Closed pbochynski closed 2 years ago
@PK85 asked me to try locally and indeed, smctl
fails to login with the credentials
$ smctl login -a "$(jq --raw-output '.sm_url' creds.json)" --param subdomain=e2etestingscmigration --auth-flow client-credentials --client-id "$(jq --raw-output '.clientid' creds.json)" --client-secret "$(jq --raw-output '.clientsecret' creds.json)" -v
DEBU[0000] Sending request GET https://service-manager.cfapps.sap.hana.ondemand.com/v1/info?subdomain=e2etestingscmigration component="smclient/client.go:509" correlation_id=-
DEBU[0000] authenticator: oauth2: cannot fetch token: 401 Unauthorized
Response: {"error":"unauthorized","error_description":"Client Authentication failed."} component="oidc/oidc.go:74" correlation_id=-
DEBU[0000] oidc error: oauth2: cannot fetch token: 401 Unauthorized
Response: {"error":"unauthorized","error_description":"Client Authentication failed."} component="oidc/oidc.go:108" correlation_id=-
Error: could not login
Reason: auth error: Client Authentication failed.

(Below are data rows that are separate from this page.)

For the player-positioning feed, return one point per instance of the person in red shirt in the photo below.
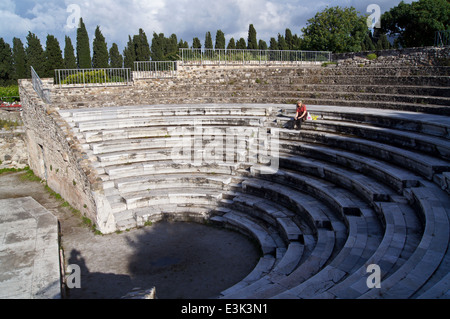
(300, 115)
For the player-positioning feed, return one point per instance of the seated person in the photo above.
(300, 115)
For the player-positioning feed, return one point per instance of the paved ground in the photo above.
(29, 251)
(182, 260)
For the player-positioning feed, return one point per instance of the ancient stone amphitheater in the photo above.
(366, 182)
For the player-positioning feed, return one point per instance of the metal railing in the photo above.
(252, 57)
(442, 38)
(154, 69)
(92, 77)
(38, 86)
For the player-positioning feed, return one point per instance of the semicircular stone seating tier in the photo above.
(354, 187)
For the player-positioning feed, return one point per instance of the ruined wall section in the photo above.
(56, 156)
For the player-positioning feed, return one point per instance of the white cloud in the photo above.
(186, 18)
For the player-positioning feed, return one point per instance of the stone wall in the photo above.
(56, 156)
(427, 56)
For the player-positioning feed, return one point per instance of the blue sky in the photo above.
(186, 18)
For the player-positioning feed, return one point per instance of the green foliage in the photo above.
(94, 76)
(335, 29)
(35, 54)
(115, 58)
(252, 42)
(83, 49)
(9, 91)
(208, 40)
(70, 61)
(415, 24)
(21, 69)
(100, 58)
(53, 56)
(220, 40)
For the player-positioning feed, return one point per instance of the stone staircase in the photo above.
(417, 89)
(356, 186)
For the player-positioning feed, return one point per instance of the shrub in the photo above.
(371, 56)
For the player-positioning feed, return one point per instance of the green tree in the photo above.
(241, 44)
(289, 38)
(383, 43)
(282, 45)
(335, 29)
(20, 65)
(115, 58)
(142, 48)
(35, 54)
(208, 41)
(367, 44)
(53, 56)
(129, 54)
(183, 44)
(252, 42)
(231, 44)
(158, 46)
(262, 45)
(171, 48)
(100, 58)
(196, 44)
(415, 24)
(273, 44)
(6, 64)
(70, 61)
(220, 40)
(83, 49)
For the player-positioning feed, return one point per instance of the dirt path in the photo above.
(182, 260)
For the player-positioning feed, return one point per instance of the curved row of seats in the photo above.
(352, 188)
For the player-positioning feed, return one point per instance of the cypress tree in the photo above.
(252, 41)
(115, 58)
(53, 56)
(282, 45)
(241, 44)
(208, 41)
(6, 64)
(70, 61)
(231, 44)
(262, 45)
(157, 49)
(289, 38)
(171, 48)
(220, 40)
(129, 54)
(21, 69)
(100, 57)
(142, 48)
(273, 44)
(83, 49)
(196, 44)
(35, 54)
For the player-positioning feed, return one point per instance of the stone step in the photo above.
(430, 124)
(268, 245)
(364, 186)
(147, 168)
(157, 181)
(168, 121)
(433, 146)
(419, 163)
(392, 176)
(430, 252)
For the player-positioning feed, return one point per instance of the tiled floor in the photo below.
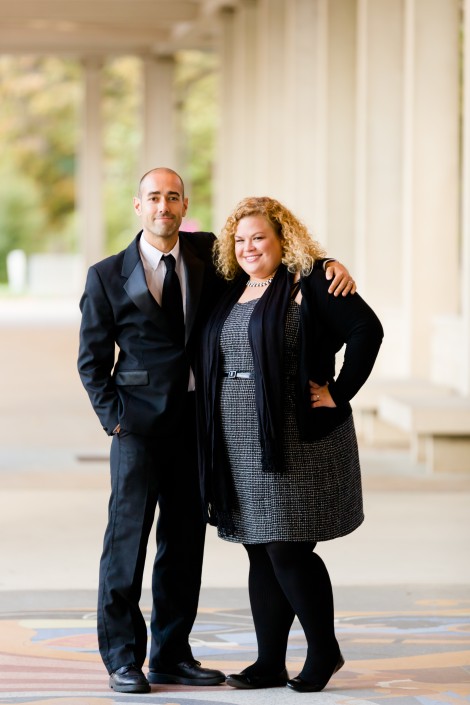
(402, 581)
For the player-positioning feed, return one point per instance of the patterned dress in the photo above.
(319, 496)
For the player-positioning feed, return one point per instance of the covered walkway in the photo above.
(401, 581)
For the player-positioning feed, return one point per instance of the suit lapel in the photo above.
(136, 286)
(194, 270)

maybe something in SM has changed and they stopped supporting this auth workflow?
hmm, looks like bindings for the SM instance got removed, I guess we will need new binding then..
getting 401 even with new creds, contacted @michal-keidar for ideas to address this
I recommend that you open an NGPBUG ticket to the dev team (component “Service Manager”). They have made some changes recently due to Crown Jewles so they will be able to investigate and assist.
here is the ticket https://jtrack.wdf.sap.corp/browse/NGPBUG-172313
Status: ticket created for SM team, still noone assigned on their side. Bumped NGPBUG ticket priority to critical.
Status: we resolved the issue with SM Instance binding. Now the test pipeline is failing because of random behavior of sm-proxy. In the test we are trying to provision 3 Service Instances from SM, but not all Service Brokers are present in the cluster. Depending on the test run, we see 1 or 2 random Service Brokers from SM, but not all required 3 and that's what we are trying to resolve now.
Right now this is a blocker for that pipeline: https://github.com/kyma-project/kyma/issues/12945
One of the root issue was that service-manager-proxy
with concurrent installation by reconciler was trying to create ClusterServiceBrokers when service-catalog components were not ready yet:
time="2021-12-30T09:45:54Z" level=error msg="Internal error occurred: failed calling webhook \"mutating.clusterservicebrokers.servicecatalog.k8s.io\": Post \"https://service-catalog-catalog-webhook.kyma-system.svc:443/mutating-clusterservicebrokers?timeout=30s\": no endpoints available for service \"service-catalog-catalog-webhook\"" component="reconcile/task_scheduler.go:43" correlation_id=0293c363-71ef-4222-a4ef-5faf97ad4bd3
This one was resolved in: https://github.com/kyma-project/kyma/pull/12959
Last issue for now is sc-removal
job being unable to remove finalizers from UsageKind
. It was working fine with Kyma 1.24.8
.The job fails with error:
panic: Operation cannot be fulfilled on usagekinds.servicecatalog.kyma-project.io "serverless-function": the object has been modified; please apply your changes to the latest version and try again
We think that might be caused by reconciler reverting the state of the CR because of annotation reconciler.kyma-project.io/managed-by-reconciler-disclaimer
:
apiVersion: servicecatalog.kyma-project.io/v1alpha1
kind: UsageKind
metadata:
annotations:
reconciler.kyma-project.io/managed-by-reconciler-disclaimer: |-
DO NOT EDIT - This resource is managed by Kyma.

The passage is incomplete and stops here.